Home ›› 08 Sep 2022 ›› Editorial
Although there is much talk of “system change”, it is hard to find specifics of the new systems that are to be created. In the early seventies, Mahinda Wijesekera, the father of the present Minister for Power, was a student leader of the Vidyodaya University. As a key figure of the JVP, he told me that they are fighting for a “system change”. My critique of their plans got reported by Viranga (Nihal Ratnayake) in the Daily News. The campus faced student strikes with the demand that I withdraw my critique, considered reactionary and insulting. The five lessons of the JVP sufficed for the young revolutionaries to fall behind Wijeweera and cause mayhem.
Pathum Kerner, one of the Aragalists out on bail, is a medical doctor, in his forties. He contested the 2020 general elections as the leader of an unofficial Green political party, rejecting the existing corrupt political parties. More recently, his approach to “system change” was presented in a YouTube presentation.
The rural farmers began the initial protests. They faced Gotabaya’s ban on agrochemicals that drastically reduced harvests and brought them to bankruptcy. The eco-extremists of the Viyathmaga, who triggered the ban, believed that traditional agriculture and organic farming were “healthier” and equally bountiful. “Going organic” was the SYSTEM CHANGE that the eco-extremists had wanted. That the “present methods of food production are unsustainable”, and that “a different system” is needed, seems reasonable and has acceptance among the elite, among politicians, and even among many scientists who gloss over the realities of feeding a world of 7-8 billion people. Many people regard the switch to organics as an objective that “should be achieved gradually”. Pathum Kerner would have endorsed this policy in July 2020. The JVP also seems to support going “fully organic” gradually.
The present writer has argued (in many publications) that even the “gradual approach” is meaningful only if we let half the world population starve. Growing organic food for a niche market of elites and for export, while retaining fertiliser-based agriculture for feeding the world, is the only scientifically valid model of agriculture that we have today. Modern approaches to agriculture using agrochemicals are far friendlier to the environment than “organic” models of agriculture.
The Yahapalanites under Sirisena, Ven. Ratana, Champika Ranawaka and others pushed to ban the pesticide Glyphosate, destroying the corn harvest and critically damaging the plantation sector. This was not lesson enough for the eco-extremists of the Viyathmaga who influenced Gotabaya Rajapaksa.
The protests of farmers were soon overtaken by the protests of the middle class, facing shortages of natural gas for cooking and fuel caused by the forex crisis that was expected in the wake of the pandemic.
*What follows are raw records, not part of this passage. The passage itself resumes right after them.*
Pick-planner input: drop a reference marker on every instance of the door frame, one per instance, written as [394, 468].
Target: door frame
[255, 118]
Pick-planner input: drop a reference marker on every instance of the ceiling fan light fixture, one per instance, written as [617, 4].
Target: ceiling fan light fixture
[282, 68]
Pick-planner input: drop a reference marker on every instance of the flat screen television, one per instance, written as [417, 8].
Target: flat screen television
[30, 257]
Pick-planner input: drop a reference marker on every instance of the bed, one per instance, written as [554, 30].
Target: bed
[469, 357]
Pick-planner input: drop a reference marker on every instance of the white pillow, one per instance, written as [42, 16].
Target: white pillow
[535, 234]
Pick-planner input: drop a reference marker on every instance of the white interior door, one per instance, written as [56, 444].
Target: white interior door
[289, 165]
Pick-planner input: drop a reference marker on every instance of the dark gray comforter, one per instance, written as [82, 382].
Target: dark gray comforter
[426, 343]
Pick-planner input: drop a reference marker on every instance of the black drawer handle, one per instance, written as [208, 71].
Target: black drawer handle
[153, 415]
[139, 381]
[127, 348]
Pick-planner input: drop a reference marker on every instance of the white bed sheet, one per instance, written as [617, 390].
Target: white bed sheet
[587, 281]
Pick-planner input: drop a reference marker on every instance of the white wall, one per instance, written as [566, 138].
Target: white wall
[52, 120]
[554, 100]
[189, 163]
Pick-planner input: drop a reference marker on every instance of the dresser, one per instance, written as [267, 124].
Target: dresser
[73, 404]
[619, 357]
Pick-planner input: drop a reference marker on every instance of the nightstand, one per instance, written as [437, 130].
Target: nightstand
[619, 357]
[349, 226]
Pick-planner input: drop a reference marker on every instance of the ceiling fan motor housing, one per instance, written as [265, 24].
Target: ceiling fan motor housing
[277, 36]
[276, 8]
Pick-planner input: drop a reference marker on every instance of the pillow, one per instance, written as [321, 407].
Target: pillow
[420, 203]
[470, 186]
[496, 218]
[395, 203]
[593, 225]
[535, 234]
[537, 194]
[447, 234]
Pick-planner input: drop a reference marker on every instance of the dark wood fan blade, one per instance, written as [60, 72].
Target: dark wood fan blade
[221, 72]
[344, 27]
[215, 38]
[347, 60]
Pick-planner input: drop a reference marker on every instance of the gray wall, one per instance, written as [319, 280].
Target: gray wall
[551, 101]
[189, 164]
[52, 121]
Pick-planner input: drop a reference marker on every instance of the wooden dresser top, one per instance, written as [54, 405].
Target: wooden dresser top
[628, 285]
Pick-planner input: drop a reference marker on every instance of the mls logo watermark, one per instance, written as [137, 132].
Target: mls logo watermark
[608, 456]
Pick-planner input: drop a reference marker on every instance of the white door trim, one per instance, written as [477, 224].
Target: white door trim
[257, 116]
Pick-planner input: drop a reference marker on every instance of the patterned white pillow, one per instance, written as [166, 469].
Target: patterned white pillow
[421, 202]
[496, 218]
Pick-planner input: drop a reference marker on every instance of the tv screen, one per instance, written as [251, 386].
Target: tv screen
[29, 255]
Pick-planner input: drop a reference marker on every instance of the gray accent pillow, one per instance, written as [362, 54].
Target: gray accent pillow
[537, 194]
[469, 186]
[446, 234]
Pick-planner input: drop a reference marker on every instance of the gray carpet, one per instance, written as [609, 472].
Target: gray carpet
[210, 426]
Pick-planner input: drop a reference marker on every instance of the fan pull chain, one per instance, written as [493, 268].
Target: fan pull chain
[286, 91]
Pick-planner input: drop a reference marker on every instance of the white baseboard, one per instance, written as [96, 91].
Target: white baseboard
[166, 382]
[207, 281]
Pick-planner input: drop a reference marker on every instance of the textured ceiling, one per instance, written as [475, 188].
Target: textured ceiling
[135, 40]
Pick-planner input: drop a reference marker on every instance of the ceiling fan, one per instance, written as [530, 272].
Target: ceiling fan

The Aragalaya gathering at Colombo’s Galle Face Green, fueled by the forex crises, swelled, demanding Gotabaya’s resignation to make a radical “system change”. It was not only a protest, but also a cultural carnival displaying a spontaneous creativity and gaiety nourished by the inputs of the leisured classes of Colombo. I was reminded of the “fête de l’Humanité” that the French Communist party newspaper has held every September in Paris, since the 1930s, showcasing its many famous literary and artistic adherents. The Aragalaya sent President Gotabaya into exile on 10 July but the goons of the government and the violent side of the Aragala got exposed in the process.
Although Ranil Wickremesinghe (RW) bemoaned the destruction of his valuable collection art, books and Buddhist sculptures in his house, he had no thoughts of preserving for posterity the spontaneous art of the Aragalaya. The public has clearly expressed its opposition to violence and counter-violence, destruction of MPs’ houses and ignored the August 9th Aragalaya call to regroup.
Gotabaya called several leaders to ride the cusp of the crisis, but it was RW who captured the wave and shot up to become the new President. The Aragalaya and the public had rejected all political parties, corrupt to the core, and asked for a clean break. In contrast, the party leaders and political commentators have called for an “all-party interim government (APIG)”. This did not happen even under daily suicide attacks by the LTTE, and so, how can cantankerous politicians come together heeding a largely peaceful Aragalaya? An election under an APIG would have returned the same politicians, conferring them a false façade of legitimacy. The best option is indeed to carry on with RW and a skeleton government. But what corrupt skeletons did RW gather? Why was it necessary for RW to appoint individuals with criminal records, men suspected of blatant bribery etc. to his Cabinet? One of the reasons given by Premadasa against joining the government is the continuing stench of corruption in the RW government.